= Open Books & Records =

Open Books & Records was founded by Ted Gottfried and Leslie Wimmer. The original store opened its door in October 1979 in Deerfield Beach, Florida, United States. The store's location changed several times finally ending up in North Miami Beach, Florida.

Open Books & Records closed its doors in March, 1994.

== Core of the scene ==
Open Books and Records played an important role in the South Florida underground scene. The original store was located in Deerfield Beach, Florida. According to Walter CZ, "without Leslie, without Ted Gottfried putting together Open Records, we wouldn’t be sitting here right now, because everybody that’s here saw these little ads in the magazine for this weird little record store in Deerfield Beach that had the records we were looking for. Oh my god, ya know, and sure enough by going up there, you were immediately in touch with all these other people and it just became the hub. It was the core." According to Richard Shelter, "They promoted so many shows, I mean without Open Records…it was my channel to get everybody to know..."

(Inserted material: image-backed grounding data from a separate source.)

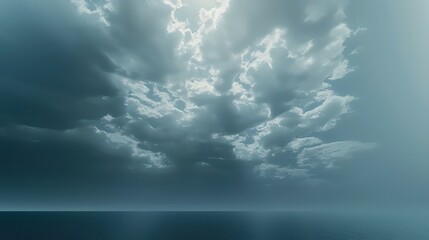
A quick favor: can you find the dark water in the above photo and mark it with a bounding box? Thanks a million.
[0,211,428,240]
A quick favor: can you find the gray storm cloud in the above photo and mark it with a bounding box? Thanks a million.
[0,0,377,207]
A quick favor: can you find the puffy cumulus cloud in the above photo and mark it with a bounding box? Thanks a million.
[0,0,374,193]
[0,0,180,172]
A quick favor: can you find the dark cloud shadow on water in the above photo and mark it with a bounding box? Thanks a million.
[1,211,429,240]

Open Books and Records moved to Fort Lauderdale in 1981. In early 1982, Wimmer and Gottfried decided to start making record albums and Open Records came into being. According to Greg Baker, "On two nights in January 1982 they recorded Charlie Pickett and the Eggs Live at the Button on Fort Lauderdale Beach." At the same time "Open compiled an album featuring fifteen bands from Florida, including the Eat, the Bobs, the Essentials, Spanish Dogs, the Front, Larry Joe Miller, and Charlie Pickett and the Eggs. The result was a remarkable piece of vinyl that stands up to this day. It didn't sell diddley."

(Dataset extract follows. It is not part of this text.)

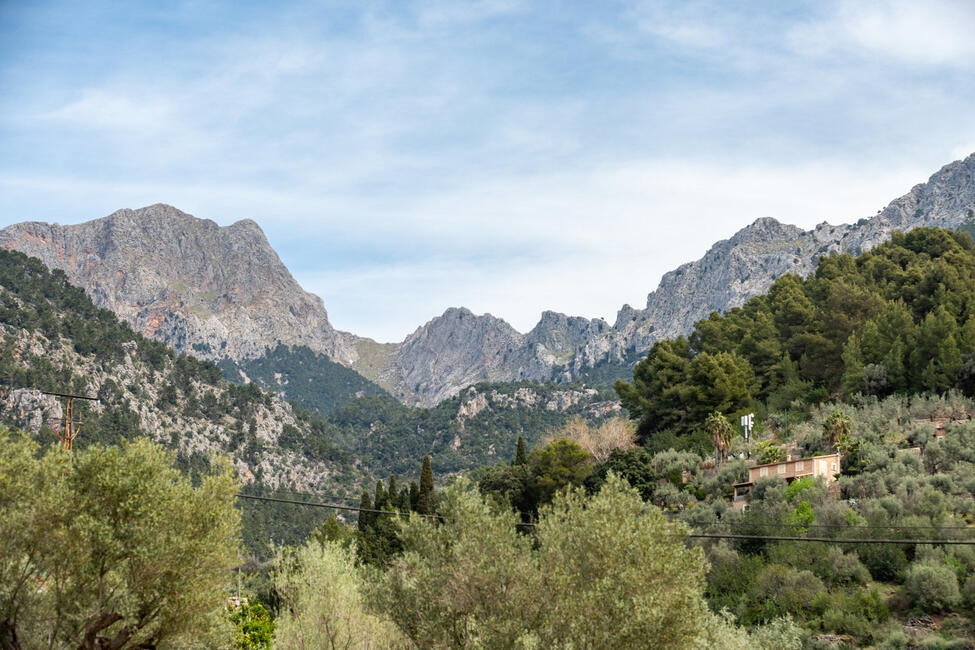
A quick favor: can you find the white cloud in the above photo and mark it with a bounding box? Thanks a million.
[42,90,175,131]
[789,0,975,66]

Open Books and Records was more than a record store. They had a record label, they put on shows, and they had a hotline called "Song and Dance."

==Open Records ==
Open Records was a label created by Ted Gottfried and Leslie Wimmer owners of Open Records & Books. Gottfried and Wimmer released several Charlie Pickett singles as well as a compilation album titled The Land That Time Forgot. According to Bob Suren, "This 1982 LP is truly a regional sampler, with bands of all styles from all over the state represented, including the Eat, the Bobs, the Essentials, the Front, the Spanish Dogs and many more."

- The Land That Time Forgot - 1982.
- Charlie Pickett & The Eggs - "Feelin'" / "White Light" 7" - 1981.
- Charlie Pickett & The Eggs - Live at The Button (LP)- 1982.
- Charlie Pickett & The Eggs - Cowboy Junkie Au-Go_Go (EP) - 1984.